You Don't Have To Strike Every Hitter Out

One of the most basic pieces of advice I share with pitchers is to pitch to contact. Pitching to contact means that you learn to trust your fielders instead of trying to strike out each hitter. It also slows the pace of the game, which can lead to long innings. Long innings can tire out your teammates, and may allow them to lose confidence in you.

Not pitching to contact and trying to strike out every hitter leads to one thing - walks. Walks are a pitcher’s worst enemy, as they allow your opponent to reach base without working for it.

Pitchers that do not pitch to contact are usually scared if the batter hits the ball, the batter will hit it hard and far. Another characteristic of this type of pitcher is someone who lacks confidence and as a result constantly thinks that bad things will happen. They try to make the perfect pitch with the hope that the batter will not swing and the umpire will call the pitch a strike. But the most apparent sign of a pitcher that does not pitch to contact is one who will walk a lot of people and as a result, struggles to be successful.

I have seen pitchers struggle with the thought of contact at every level, from professionals to youth, and every pitcher at every level will struggle with it at some point.
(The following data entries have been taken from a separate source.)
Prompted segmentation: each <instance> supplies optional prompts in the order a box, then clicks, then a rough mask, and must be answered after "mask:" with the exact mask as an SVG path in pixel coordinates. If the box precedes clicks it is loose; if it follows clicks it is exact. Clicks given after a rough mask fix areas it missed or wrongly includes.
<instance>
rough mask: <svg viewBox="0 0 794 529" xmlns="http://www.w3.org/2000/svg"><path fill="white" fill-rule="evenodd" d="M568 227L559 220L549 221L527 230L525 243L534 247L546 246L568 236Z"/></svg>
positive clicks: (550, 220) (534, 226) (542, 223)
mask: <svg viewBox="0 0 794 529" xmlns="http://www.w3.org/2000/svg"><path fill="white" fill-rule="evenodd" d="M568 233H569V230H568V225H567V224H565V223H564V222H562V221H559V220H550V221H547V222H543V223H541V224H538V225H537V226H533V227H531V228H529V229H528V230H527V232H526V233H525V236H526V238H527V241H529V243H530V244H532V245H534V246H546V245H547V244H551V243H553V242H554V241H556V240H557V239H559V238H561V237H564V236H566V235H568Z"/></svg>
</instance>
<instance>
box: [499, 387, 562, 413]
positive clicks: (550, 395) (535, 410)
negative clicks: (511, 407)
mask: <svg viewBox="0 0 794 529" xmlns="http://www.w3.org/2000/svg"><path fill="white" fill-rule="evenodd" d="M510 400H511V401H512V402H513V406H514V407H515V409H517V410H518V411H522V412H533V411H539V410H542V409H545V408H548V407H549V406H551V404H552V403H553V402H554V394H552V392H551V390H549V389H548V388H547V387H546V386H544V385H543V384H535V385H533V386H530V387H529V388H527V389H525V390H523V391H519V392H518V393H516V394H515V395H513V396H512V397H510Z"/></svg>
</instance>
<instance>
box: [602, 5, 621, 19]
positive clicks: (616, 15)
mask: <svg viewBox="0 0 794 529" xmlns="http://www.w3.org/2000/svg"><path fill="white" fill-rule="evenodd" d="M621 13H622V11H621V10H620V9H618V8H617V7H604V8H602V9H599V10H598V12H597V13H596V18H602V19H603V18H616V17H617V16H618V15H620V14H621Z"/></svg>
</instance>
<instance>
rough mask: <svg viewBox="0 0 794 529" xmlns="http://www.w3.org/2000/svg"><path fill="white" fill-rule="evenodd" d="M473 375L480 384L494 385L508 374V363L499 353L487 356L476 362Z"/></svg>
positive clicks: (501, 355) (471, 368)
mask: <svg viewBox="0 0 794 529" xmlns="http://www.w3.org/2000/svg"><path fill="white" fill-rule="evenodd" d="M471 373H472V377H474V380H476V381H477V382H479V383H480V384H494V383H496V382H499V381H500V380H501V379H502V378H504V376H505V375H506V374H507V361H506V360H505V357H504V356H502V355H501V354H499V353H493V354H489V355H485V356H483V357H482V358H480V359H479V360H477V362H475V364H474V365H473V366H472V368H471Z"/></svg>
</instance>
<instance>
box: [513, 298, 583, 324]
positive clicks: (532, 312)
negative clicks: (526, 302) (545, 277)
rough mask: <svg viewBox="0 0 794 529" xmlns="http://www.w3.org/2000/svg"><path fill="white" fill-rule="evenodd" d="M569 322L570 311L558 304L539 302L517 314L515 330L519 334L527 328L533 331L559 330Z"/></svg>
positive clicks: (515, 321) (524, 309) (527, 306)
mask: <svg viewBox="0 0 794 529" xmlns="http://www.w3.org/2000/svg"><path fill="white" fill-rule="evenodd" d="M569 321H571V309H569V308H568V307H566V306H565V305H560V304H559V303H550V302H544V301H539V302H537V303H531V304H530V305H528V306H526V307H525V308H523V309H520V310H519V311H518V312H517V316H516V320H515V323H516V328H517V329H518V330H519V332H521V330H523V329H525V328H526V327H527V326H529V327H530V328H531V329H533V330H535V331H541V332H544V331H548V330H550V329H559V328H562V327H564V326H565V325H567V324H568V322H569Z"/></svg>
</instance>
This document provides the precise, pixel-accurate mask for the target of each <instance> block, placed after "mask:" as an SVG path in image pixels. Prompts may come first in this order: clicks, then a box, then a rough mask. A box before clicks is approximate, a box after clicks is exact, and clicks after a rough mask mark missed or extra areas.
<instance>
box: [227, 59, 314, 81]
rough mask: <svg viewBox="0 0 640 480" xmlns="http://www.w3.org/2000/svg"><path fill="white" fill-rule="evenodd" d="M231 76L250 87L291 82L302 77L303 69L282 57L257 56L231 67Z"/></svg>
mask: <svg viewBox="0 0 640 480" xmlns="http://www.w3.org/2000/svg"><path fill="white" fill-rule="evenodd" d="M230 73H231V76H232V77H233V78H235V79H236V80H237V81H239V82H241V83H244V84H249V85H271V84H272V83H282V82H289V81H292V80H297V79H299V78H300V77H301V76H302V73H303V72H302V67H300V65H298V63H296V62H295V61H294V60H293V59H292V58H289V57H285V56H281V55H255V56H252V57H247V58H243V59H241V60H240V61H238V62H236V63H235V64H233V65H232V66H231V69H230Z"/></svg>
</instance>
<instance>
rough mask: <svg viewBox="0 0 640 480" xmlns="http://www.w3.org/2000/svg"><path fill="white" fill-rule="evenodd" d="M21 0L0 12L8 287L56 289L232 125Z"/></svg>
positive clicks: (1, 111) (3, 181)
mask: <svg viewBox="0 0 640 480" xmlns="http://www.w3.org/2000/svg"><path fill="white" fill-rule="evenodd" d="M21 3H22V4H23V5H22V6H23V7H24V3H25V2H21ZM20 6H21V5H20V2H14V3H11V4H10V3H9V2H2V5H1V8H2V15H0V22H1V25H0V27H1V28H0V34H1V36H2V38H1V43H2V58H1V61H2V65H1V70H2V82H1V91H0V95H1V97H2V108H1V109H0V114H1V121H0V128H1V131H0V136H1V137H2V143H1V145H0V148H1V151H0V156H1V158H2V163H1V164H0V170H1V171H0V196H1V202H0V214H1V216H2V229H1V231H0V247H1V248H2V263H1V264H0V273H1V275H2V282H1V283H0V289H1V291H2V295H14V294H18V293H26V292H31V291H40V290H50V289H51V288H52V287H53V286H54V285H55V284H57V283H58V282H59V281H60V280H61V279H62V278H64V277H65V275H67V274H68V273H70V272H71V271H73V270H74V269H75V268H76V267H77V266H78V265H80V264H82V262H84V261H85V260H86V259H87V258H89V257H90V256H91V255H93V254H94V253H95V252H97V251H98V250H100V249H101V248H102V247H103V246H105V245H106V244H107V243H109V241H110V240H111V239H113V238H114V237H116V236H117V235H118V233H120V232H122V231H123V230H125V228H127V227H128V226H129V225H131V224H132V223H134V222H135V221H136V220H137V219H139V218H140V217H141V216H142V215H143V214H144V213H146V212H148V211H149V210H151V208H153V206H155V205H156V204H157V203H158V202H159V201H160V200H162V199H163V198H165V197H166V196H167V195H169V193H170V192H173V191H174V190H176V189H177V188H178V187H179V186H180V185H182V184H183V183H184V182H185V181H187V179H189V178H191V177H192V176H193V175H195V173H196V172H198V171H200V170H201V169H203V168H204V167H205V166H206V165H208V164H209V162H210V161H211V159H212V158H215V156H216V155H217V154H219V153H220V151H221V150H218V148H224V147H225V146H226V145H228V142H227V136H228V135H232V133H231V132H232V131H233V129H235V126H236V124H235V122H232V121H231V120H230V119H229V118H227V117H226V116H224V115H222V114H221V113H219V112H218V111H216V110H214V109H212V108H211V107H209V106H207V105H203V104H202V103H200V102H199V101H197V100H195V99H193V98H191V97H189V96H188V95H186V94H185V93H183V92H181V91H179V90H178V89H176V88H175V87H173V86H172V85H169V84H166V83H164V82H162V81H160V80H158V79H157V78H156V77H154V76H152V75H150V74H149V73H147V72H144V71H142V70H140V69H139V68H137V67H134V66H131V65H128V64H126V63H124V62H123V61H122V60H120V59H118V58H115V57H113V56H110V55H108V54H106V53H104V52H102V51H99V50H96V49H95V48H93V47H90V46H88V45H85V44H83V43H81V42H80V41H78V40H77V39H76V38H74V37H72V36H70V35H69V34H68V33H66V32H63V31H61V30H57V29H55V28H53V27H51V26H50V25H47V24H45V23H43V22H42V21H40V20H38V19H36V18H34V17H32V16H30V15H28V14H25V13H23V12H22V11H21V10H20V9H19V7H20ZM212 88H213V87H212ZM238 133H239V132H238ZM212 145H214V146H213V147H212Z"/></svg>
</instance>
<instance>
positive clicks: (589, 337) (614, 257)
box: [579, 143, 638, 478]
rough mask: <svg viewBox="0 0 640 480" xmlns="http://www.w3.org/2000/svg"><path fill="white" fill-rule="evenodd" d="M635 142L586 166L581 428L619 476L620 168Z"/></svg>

If you find yourself in this situation, you have to find the renewed confidence in yourself and your teammates. Your fielders want to make plays for you. And you have to believe that you can pitch well.

Pitching to contact is not simply throwing pitches down the middle of the plate and hoping that hitters will not make solid contact. You still must focus on making good pitches with good control. If you do this, hitters will not be able to make solid contact consistently and you will be successful.